As anyone who’s read this blog probably knows, I’m always interested in learning about and examining the roles women play in the entertainment world, whether it be the way female characters are portrayed onscreen or the success of female filmmakers. It’s also no secret that I’m invested in the role screenwriters play in the entertainment industry. And while this blog is mostly focused on film, I’m also very in love with television. That love has grown since I graduated college and embarked on a very serious relationship with my TV — we’re considering marriage. I’m especially interested in television comedy, and I’m always excited to hear about new spins on the classic sitcom format.
Given these well-established interests of mine, it’s no surprise that I got excited when I learned of Jen Howell and Susan Smith‘s sitcom pilot.

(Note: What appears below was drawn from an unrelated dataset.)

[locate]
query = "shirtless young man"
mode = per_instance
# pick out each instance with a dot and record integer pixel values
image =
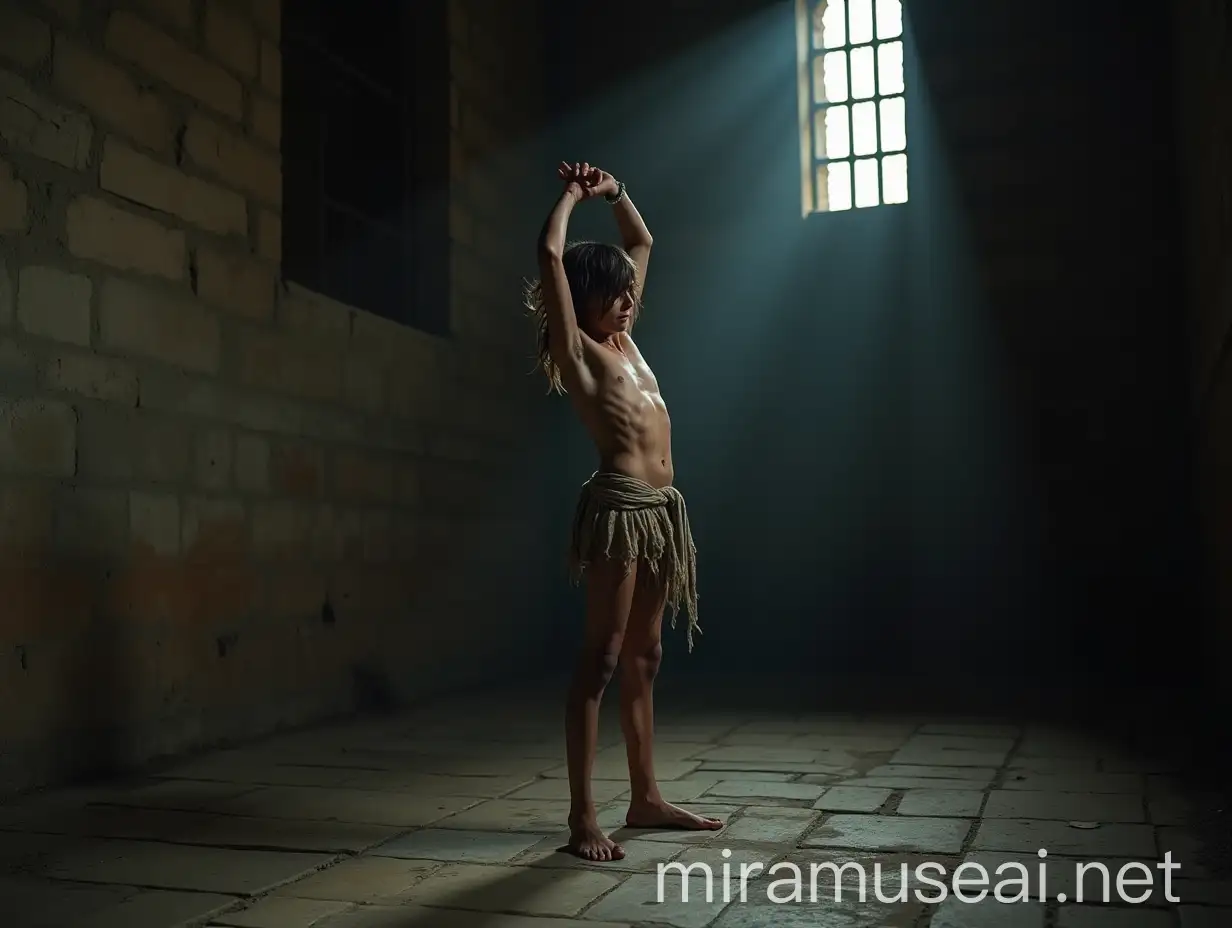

Their back story and the description of their show piqued my interest, which is why I’m delighted to tell you about their project on this blog and encourage you to support their campaign.
Jen Howell and Susan Smith recently graduated from Loyola Marymount University’s Masters in Screenwriting program. While there, the women realized they were the only two female members of the program out of twelve, and thus a personal and professional relationship soon formed.

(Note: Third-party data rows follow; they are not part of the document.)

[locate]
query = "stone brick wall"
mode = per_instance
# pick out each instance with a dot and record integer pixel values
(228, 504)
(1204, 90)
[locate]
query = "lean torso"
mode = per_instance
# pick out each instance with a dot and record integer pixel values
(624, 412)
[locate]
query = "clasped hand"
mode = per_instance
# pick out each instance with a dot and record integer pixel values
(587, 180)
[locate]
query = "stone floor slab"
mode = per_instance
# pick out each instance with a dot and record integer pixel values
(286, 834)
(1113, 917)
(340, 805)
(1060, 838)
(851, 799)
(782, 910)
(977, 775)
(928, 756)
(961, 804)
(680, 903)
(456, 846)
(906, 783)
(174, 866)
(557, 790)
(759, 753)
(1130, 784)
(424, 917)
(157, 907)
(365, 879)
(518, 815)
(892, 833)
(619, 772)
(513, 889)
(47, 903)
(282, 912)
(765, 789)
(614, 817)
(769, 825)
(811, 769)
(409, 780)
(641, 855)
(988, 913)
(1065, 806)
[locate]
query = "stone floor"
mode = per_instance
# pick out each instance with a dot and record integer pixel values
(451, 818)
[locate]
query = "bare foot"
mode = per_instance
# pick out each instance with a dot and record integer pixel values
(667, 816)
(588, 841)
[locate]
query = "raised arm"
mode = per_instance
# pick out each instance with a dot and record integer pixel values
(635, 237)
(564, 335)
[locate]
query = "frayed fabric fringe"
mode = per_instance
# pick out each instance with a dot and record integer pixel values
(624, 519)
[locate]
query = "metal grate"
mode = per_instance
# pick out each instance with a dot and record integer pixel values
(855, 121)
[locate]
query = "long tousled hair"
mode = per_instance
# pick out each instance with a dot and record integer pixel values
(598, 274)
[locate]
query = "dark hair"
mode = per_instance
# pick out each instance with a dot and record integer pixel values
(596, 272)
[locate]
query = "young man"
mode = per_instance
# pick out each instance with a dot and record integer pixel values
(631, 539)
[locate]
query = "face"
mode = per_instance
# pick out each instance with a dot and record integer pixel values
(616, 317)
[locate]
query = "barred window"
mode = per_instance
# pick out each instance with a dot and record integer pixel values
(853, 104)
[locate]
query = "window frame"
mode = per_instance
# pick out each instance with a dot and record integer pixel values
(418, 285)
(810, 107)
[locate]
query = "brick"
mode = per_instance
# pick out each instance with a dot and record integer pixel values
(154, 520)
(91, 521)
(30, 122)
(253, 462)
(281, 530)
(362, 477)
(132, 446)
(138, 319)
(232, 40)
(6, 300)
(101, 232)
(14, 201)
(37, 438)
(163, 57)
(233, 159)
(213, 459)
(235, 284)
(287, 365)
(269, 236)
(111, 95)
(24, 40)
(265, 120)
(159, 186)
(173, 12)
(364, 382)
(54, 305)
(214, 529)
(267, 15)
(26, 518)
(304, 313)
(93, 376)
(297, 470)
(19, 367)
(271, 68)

In February, they plan to shoot a television pilot titled Be the Church. The pilot, written and to be directed by Howell, is described as part workplace comedy and part dysfunctional family comedy, similar to shows like The Office and It’s Always Sunny in Philadelphia. The spin? It’s set in a church and provides what the women call a “fishtank” view of faith, highlighting both its pros and cons. But just because the show focuses on religion doesn’t mean it’s tame. The show’s tagline alone — “This is some holy shit” — proves that the subject matter won’t alienate fans of secular comedy.
Howell and Smith prove that opposites really do attract and can work together in harmony. Howell is a pastor. Smith, the pilot’s creative producer, is a religious skeptic. One hails from the East coast, the other from California. Their working relationship is evidence that when creative people put their heads together, they can push towards success.
Howell and Smith have relied heavily on social media to get the word out about their project. Howell posts updates about the project on her blog and Twitter account. Last July, the pair started a Twitter project to coincide with Howell’s birthday. The campaign sought to encourage a famous actress to read the pilot. The hundreds of tweets that went out in support of the endeavor were incredible. While the actress could not participate in the project due to a contract with another series, the experience was an eye-opening one, emphasizing the far-reaching power of social media.
Howell and Smith have now extended their social media presence to include an IndieGoGo campaign. They need to raise a little over $15,000 by January 20th, and they’re looking to friends, family, and kind strangers to help them reach their goal. There are even rewards — like the opportunity to be an extra or get your name in the credits — for contributing. The duo is in the process of putting together a reliable cast and crew, and they’d value your help. Even if you can’t afford to donate money, Howell and Smith encourage and appreciate help in various forms, as outlined on their campaign page.
The impact social media has had on their project has led the pair to consider online distribution for their show. It’s certainly a growing industry. Various series, like the comeback season of the beloved sitcom Arrested Development (a show Howell is inspired by), are being distributed on online streaming sites like Netflix and Hulu.
Howell and Smith are great examples of the active roles women can play in film and television production, and hopefully their experience will encourage other young women to make their creative dreams come true.